1953-1954 Audrey Loftus
University Board Member is Civic-Minded Woman
Mrs. Loftus, born in Culbertson, Montana, is the daughter of the former Mr. and Mrs. R. C. Stanfield. She attended high school in Eugene, Oregon, and graduated from the University of Alaska in 1949, majoring in business administration.
Mrs. Loftus came to Alaska aboard the "Admiral Watson" in 1925. Her sister was living in Fairbanks at the time, and soon persuaded her to remain. After arrival here, Mrs. Loftus worked for the purchasing department of the Fairbanks Exploration Company for a short while, and then worked as deputy clerk of the court for two years.
She was married to Ted Loftus in 1927, and they moved to the F.E. Company Creeks, and later to the town of Chatanika. The couple had two children, Nancy and Jule.
Mrs.

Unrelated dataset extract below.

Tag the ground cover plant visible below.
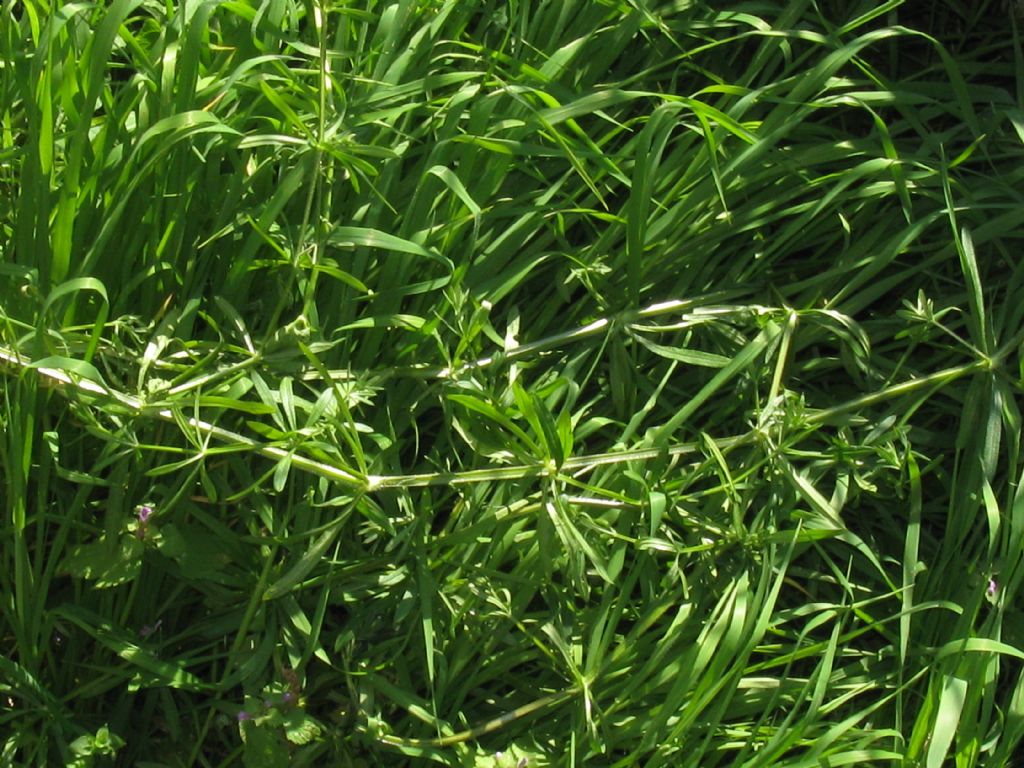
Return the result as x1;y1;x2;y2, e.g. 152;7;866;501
0;0;1024;768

Loftus served as commissioner at Chatanika for several years, while it was a thriving community. Among the many activities in which she had participated were welfare and service aid projects. While her children were small, she served as an officer in the kindergarden association, PTA president, and 4-H leader. She was chairman of the tuberculosis committee for four years.
When the Territorial Alumni Association was formed, she was elected president and helped draft its constitution. She is also a past president of the University of Alaska Alumna Association, past president of the Episcopal evening guild, charter member of the PEO Sisterhood, and held membership in the Order of the Eastern Star and Pioneers Women's Auxiliary. She was president of the Women's Auxiliary of the Institue of Mining and Metallurgical Engineering, and a member of the university Board of Regents. V. Louise Kellogg was appointed to take her place on the Board.
Through these various organizations, she helped with Red Cross collecting and USO service work. She also worked as disaggregator in the laboratory of the geological survey.
She says that the thing that surprised her most about Alaska was the versatility of the old "sourdoughs." Most of them spoke several languages, and were self-educated, being well versed on international affairs.
She has made several trips "outside," having visited Mexico and driven up the Alcan highway three times. "But," she adds, "we're always happy to get back home again."